Hoje, Nabil Arir está quase esquecido. Na manhã de 26 de outubro de 2000, aos 24 anos, inspetor de unia escola para crianças deficientes na Faixa de Gaza, ele foi de bicicleta a um posto do exército israelense e, lá chegando, detonou a bomba que o mandou pelos ares. Não conseguiu o que pretendia, porque acabou sendo a única vítima de seu feito.
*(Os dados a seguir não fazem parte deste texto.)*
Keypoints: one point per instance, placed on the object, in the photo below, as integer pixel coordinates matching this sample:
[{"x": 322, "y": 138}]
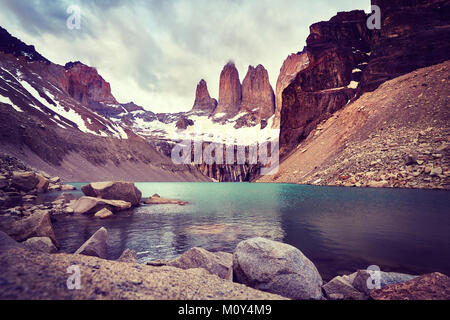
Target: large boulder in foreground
[
  {"x": 88, "y": 205},
  {"x": 37, "y": 225},
  {"x": 114, "y": 190},
  {"x": 96, "y": 246},
  {"x": 277, "y": 268},
  {"x": 156, "y": 199},
  {"x": 7, "y": 243},
  {"x": 433, "y": 286},
  {"x": 218, "y": 263},
  {"x": 34, "y": 275},
  {"x": 42, "y": 244},
  {"x": 386, "y": 278},
  {"x": 129, "y": 256},
  {"x": 341, "y": 288}
]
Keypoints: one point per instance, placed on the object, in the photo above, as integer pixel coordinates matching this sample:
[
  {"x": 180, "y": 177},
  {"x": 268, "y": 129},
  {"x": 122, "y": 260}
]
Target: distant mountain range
[{"x": 58, "y": 117}]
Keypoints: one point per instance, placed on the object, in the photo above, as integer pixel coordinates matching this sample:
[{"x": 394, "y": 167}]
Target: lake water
[{"x": 339, "y": 229}]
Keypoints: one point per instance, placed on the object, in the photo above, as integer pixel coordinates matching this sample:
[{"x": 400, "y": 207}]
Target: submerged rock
[
  {"x": 218, "y": 263},
  {"x": 114, "y": 190},
  {"x": 96, "y": 246},
  {"x": 42, "y": 244},
  {"x": 277, "y": 268},
  {"x": 386, "y": 278},
  {"x": 88, "y": 205},
  {"x": 6, "y": 242},
  {"x": 156, "y": 199},
  {"x": 66, "y": 197}
]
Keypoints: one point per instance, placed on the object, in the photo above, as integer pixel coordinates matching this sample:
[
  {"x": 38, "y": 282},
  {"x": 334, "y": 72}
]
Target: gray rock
[
  {"x": 87, "y": 205},
  {"x": 24, "y": 180},
  {"x": 67, "y": 187},
  {"x": 129, "y": 256},
  {"x": 341, "y": 288},
  {"x": 42, "y": 244},
  {"x": 218, "y": 263},
  {"x": 96, "y": 246},
  {"x": 114, "y": 190},
  {"x": 37, "y": 225},
  {"x": 436, "y": 171},
  {"x": 386, "y": 278},
  {"x": 277, "y": 268}
]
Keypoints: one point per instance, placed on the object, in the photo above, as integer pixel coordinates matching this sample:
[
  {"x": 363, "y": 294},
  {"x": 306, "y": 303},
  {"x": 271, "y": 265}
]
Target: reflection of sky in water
[{"x": 339, "y": 229}]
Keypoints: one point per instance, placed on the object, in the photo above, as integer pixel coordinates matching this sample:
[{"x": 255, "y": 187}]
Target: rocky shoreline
[{"x": 258, "y": 268}]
O que restou de Arir foi um retrato em escala maior que a natural num muro da cidade de Gaza. Na representação, Arir, em uniforme de camuflagem, ativa o detonador de uma bomba e, a seu redor, torres de vigia do exército israelense consomem-se em bolas de fogo. Não se pode dizer que seu ato tenha sido irrelevante. Na verdade, marcou o início dos atentados suicidas da segunda intifada palestina, que durou até fevereiro de 2005. Um ser humano destrói a si mesmo com o intuito de matar outros. Ele quer matar para espalhar medo e terror, seja por motivo político ou religioso. O que o leva a fazê-lo é algo que ainda permanece em grande medida obscuro. Depois dos atentados nos Estados Unidos em setembro de 2001, políticos do mundo todo declararam que o solo fértil para os ataques suicidas estaria na pobreza e na deficiência educacional, e a melhor maneira de combate los seria, portanto, acabar com a situação de miséria. Nesse sentido, o presidente americano George W. Bush declarou no começo de 2002: “Combatemos a pobreza porque a esperança é a resposta ao terrorismo”. Nabil Arir teria sido, então, uma exceção: teve uma formação razoável, desfrutava de segurança financeira, estava socialmente integrado- e, de resto, não era nenhum psicopata.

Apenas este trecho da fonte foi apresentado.